The shit guide to training with optimized dreambooth stable diffusion

Let it be known that this guide is shit, I'm not claiming it isn't shit, and you'll likely say it shit. If it helps you great!

Are you trying to train a finetune model on a 3090ti in 24gig of VRAM? You're in the right place!
If you are revisiting this guide please pull changes from the Gammagec's repo (it runs a lot faster now) BUT is broken on linux (allocates too much VRAM), It turns out this happens on windows as well, it is related to an older version of pytorch being in the environment.yaml change the lines in environment.yaml to contain

pytorch=1.10.2
torchvision=0.11.3

You can also now use ShivamShrirao's dreambooth repo and convert to ckpt now, repo at the bottom but this guide does not cover that

Table of Contents

Intro

This is the repo we are working with, above all, if you are confused by this guide, you should read the documentation on the repos page and the dreambooth paper.
[1] https://github.com/gammagec/Dreambooth-SD-optimized
[2] https://dreambooth.github.io/

Main Guide

  1. Choose a starting model (Waifu Diffusion 1-2 was mine, but any stable model should do, you should choose one that leans towards the type of content you want to make)
  2. Curate a training dataset => Collect 5 - 20 images (more can be fine, but this should work) of your subject, (this is all automatable but this is the "lazy" didn't automate way)
    • notes on curation tools <here>
    • use an image editor to crop, or Arena's SD Tagging Helper get the part of the image that matters to you the goal here is to maintain an aspect ratio in your crop that can be resized to 512x512 cleanly (so 1024x1024 would be a valid choice, or 768x768) just keep an aspect ratio of 1:1
    • use imagemagick to crop and resize those images using imagemagick https://imagemagick.org/archive/binaries/ImageMagick-7.1.0-49-Q16-HDRI-x64-dll.exe with the command you'll either need to add magick.exe to your windows path or use the filepath or start from this folder. imagemagick has options for pad and other types of resizing, check the docs if you want to know more.
      raw resize
      mogrify -resize 512x512 pathToFolder/*.png
      
      NEW The preferred method as of right now is to find images that can be easily padded on the sides, an image with a white background will work best with the command below.
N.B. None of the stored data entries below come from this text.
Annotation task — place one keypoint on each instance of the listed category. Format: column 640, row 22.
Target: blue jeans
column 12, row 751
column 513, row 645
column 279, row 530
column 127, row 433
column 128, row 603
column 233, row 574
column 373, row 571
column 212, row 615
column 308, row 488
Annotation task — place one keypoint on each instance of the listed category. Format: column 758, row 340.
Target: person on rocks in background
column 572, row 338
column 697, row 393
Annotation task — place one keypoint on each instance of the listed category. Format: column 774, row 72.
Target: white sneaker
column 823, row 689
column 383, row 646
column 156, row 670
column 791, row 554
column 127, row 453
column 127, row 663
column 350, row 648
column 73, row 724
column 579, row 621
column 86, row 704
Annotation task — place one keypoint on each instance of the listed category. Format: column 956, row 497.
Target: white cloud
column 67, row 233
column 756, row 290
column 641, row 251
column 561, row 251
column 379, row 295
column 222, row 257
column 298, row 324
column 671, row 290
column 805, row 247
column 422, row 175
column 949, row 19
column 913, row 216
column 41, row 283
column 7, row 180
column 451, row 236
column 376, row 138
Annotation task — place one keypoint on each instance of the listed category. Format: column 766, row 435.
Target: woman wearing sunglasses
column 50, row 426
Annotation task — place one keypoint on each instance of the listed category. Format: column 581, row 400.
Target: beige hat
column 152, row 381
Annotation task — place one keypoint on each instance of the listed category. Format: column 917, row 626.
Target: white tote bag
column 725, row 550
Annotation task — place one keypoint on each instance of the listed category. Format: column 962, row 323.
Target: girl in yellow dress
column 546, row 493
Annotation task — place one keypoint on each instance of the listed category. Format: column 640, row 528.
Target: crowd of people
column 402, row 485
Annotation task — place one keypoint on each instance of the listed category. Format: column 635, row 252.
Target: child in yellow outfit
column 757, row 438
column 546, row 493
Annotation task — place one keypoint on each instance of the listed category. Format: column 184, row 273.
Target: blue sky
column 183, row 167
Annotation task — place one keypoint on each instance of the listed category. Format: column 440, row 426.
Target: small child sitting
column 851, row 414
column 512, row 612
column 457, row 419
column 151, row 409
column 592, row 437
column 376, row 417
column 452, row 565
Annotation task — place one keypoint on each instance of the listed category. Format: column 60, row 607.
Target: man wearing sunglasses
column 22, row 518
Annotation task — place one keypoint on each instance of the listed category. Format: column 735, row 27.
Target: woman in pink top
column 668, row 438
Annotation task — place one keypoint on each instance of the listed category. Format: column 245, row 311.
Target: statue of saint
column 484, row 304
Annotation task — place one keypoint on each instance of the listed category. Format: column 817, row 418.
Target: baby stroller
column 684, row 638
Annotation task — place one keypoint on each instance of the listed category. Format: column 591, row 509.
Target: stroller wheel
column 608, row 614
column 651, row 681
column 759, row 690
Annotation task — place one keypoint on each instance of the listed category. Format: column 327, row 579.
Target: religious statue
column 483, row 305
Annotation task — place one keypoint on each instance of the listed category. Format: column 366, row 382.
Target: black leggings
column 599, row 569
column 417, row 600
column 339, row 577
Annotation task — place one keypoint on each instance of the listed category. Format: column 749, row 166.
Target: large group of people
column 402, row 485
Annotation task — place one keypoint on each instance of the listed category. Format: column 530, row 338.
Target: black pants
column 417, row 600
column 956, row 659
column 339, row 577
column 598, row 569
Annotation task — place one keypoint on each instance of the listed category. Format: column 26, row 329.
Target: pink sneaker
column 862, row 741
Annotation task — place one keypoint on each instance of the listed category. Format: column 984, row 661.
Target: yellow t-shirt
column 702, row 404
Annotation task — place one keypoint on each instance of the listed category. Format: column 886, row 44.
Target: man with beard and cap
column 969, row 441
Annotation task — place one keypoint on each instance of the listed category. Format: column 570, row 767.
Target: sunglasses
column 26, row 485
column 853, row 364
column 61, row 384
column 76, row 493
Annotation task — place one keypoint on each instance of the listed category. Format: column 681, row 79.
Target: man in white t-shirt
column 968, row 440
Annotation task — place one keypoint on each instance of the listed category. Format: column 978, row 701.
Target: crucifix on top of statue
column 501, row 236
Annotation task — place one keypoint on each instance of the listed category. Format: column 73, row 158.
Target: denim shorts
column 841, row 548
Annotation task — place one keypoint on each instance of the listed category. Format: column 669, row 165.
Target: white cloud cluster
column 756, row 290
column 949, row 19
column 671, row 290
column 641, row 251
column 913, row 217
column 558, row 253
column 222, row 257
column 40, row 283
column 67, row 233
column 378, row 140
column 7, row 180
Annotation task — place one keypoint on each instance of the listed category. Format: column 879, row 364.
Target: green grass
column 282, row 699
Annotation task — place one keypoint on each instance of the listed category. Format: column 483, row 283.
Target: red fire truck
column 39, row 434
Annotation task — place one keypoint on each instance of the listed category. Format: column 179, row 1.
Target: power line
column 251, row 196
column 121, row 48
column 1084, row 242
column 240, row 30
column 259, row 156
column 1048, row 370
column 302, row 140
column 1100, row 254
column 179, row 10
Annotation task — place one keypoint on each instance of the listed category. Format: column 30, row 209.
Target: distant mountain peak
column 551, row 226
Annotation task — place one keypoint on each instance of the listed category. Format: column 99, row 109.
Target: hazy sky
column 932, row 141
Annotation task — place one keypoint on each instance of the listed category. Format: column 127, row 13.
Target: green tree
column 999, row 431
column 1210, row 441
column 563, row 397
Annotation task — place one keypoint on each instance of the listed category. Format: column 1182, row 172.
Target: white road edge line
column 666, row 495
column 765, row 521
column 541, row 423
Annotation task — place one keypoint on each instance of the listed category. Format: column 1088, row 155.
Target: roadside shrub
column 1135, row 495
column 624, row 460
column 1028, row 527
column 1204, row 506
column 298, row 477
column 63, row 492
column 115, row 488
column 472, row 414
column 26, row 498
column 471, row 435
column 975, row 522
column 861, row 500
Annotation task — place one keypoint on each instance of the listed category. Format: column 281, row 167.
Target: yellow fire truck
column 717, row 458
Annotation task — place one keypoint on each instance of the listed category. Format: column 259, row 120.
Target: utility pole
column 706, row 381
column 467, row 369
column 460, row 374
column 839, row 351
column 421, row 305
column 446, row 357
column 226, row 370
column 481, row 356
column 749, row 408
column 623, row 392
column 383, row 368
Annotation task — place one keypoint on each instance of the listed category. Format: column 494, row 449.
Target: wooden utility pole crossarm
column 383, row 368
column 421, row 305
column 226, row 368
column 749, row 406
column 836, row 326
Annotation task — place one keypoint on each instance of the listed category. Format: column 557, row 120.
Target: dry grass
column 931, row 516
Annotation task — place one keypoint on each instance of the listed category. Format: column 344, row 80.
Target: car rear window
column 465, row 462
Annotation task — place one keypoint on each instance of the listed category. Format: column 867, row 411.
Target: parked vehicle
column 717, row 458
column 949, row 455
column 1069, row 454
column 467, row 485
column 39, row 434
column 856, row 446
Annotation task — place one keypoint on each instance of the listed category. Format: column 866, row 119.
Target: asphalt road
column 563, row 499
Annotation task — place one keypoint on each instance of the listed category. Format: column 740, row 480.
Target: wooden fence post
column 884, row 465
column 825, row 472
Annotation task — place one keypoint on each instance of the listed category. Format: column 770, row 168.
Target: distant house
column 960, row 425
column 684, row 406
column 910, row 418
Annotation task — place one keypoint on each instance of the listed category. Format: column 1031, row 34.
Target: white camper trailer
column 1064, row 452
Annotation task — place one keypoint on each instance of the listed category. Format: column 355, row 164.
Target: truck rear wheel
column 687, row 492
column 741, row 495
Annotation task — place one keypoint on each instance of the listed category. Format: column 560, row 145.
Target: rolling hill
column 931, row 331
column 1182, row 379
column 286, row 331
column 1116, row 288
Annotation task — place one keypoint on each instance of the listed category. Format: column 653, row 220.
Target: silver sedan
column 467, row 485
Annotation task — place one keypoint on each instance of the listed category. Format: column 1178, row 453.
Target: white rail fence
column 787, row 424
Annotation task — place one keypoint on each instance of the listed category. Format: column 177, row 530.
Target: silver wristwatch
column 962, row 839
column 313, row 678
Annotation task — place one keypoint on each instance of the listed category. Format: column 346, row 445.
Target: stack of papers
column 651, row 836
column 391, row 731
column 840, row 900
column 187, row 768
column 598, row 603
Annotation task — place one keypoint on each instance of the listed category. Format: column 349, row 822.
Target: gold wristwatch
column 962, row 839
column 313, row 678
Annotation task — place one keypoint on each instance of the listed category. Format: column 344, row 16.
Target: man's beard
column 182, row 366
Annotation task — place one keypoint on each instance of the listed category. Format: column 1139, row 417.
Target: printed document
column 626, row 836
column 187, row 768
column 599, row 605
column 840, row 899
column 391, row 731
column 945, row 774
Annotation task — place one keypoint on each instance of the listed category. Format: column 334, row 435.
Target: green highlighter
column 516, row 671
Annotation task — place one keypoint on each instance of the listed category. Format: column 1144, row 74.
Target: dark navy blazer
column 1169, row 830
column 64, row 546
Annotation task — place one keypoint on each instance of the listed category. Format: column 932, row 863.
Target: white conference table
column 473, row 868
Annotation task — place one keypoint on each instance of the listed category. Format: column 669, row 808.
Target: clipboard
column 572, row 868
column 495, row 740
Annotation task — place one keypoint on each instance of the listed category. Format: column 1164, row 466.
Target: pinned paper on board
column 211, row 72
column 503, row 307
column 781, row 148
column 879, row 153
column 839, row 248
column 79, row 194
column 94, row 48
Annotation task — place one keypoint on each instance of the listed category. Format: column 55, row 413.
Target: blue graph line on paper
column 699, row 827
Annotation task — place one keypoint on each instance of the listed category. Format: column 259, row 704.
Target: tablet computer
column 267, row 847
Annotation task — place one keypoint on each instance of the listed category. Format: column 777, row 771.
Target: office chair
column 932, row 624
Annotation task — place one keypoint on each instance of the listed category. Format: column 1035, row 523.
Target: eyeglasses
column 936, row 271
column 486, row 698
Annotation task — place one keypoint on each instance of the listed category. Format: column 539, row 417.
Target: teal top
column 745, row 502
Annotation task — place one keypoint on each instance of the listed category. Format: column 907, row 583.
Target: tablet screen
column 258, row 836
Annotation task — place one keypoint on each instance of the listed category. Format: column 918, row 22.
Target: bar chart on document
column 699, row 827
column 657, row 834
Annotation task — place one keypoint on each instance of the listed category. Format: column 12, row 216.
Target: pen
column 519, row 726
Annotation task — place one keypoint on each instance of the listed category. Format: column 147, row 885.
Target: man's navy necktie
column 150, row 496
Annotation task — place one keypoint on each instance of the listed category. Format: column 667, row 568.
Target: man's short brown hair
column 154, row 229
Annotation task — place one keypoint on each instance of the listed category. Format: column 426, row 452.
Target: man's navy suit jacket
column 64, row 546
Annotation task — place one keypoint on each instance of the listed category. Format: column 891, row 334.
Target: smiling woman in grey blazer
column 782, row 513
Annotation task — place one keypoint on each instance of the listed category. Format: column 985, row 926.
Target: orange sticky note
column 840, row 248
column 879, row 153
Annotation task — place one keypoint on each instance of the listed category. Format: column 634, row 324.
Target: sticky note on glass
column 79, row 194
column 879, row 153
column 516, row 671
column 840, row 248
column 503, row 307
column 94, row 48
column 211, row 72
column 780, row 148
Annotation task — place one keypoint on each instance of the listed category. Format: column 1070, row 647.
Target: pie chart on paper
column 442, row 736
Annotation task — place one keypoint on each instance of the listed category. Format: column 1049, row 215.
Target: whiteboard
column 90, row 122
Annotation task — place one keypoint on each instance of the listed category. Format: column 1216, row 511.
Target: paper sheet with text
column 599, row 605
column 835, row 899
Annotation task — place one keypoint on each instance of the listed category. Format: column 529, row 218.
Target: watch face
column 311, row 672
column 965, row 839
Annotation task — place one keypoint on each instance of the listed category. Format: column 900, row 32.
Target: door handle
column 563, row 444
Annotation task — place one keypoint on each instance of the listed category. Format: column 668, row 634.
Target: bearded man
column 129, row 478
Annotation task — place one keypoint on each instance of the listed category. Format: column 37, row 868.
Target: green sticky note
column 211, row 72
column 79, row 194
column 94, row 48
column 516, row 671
Change white to another color if your image backgrounds are different
      .\magick.exe mogrify -resize 512x512 -background white -extent 512x512 -gravity center pathToFolder/*.png
  3. Clone the repo https://github.com/gammagec/Dreambooth-SD-optimized
  • If you haven't set up a conda environment.
    • Install miniconda https://docs.conda.io/en/latest/miniconda.html
      * Navigate to your the optimized repo you just cloned and edit the file environment.yaml
      * replace ldm on line one to ldm (so you don't have conflicting environments with your generating setup)
      • this was causing problems because there are some hardcoded ldm values
    • open an anaconda prompt
      • navigate to your dreambooth-SD-Optimized directory and run
        conda env create -f environment.yaml
    • run conda activate ldm
  1. In the repo go to the file Dreambooth-SD-optimized\ldm\data\personalized.py and change the training_template_smallest to your identifier of your subject, this will be the keyword you use when you want to have stable diffusion give you your character. You can simply replace sks in the sentence a photo of a sks with your character, something like a photo of doomguy or you can take more liberty and do a buff space marine doomguy.
  2. In Dreambooth-SD-optimized\ldm\data\personalized.py change the line reg_templates_smallest to the part before your subject, in this case buff space marine or a photo of
  3. In /configs/stable-diffusion/v1-finetune_unfrozen.yaml set under the key trainer: set max_steps to 3000 (you can choose whatever you want, but 3000 seems to be good from my testing and things I've seen others say). This should be at the bottom of the file.
  4. Generate regularization images using your class token. ideally a unique description of your character, from the docs:
    python scripts/stable_txt2img.py --ddim_eta 0.0 --n_samples 1 --n_iter 150 --scale 10.0 --ddim_steps 50  --ckpt /path/to/original/stable-diffusion/sd-v1-4-full-ema.ckpt --prompt "a photo of a <class>" 
    
  • In our case we can do a buff space marine or a photo of a buff space marine
  • The goal of this step is to give the SD an idea of what class we are attaching to when we do the injection of our concept/keyword.
  1. from the docs:
    python main.py --base configs/stable-diffusion/v1-finetune_unfrozen.yaml -t --actual_resume /path/to/original/stable-diffusion/sd-v1-4-full-ema.ckpt -n <job name> --gpus 0, --data_root /root/to/training/images --reg_data_root /root/to/regularization/images --class_word <xxx>
    
  • Substitute all things in <> with the word necessary, and do not include the <>.
  • Be sure to point /path/to/original/stable-diffusion/sd-v1-4-full-ema.ckpt to your stable diffusion ckpt whichever model you are using as the base of training, this model will not be modified, new ckpt files will be made.
  • Replace <job name> with a name you'd like the job to have. In the case of this guide, we are making doomguy. So doomguy is the job name.
  • Put your class word in place of <xxx> in this case a_buff_space_marine was the one I used.
  • Replace /root/to/training/images with the path to your training images
  • Replace /root/to/regularization/images with the path to your regularization images

    Run this, and it should work if you are having problems, see the common errors at the bottom of this page.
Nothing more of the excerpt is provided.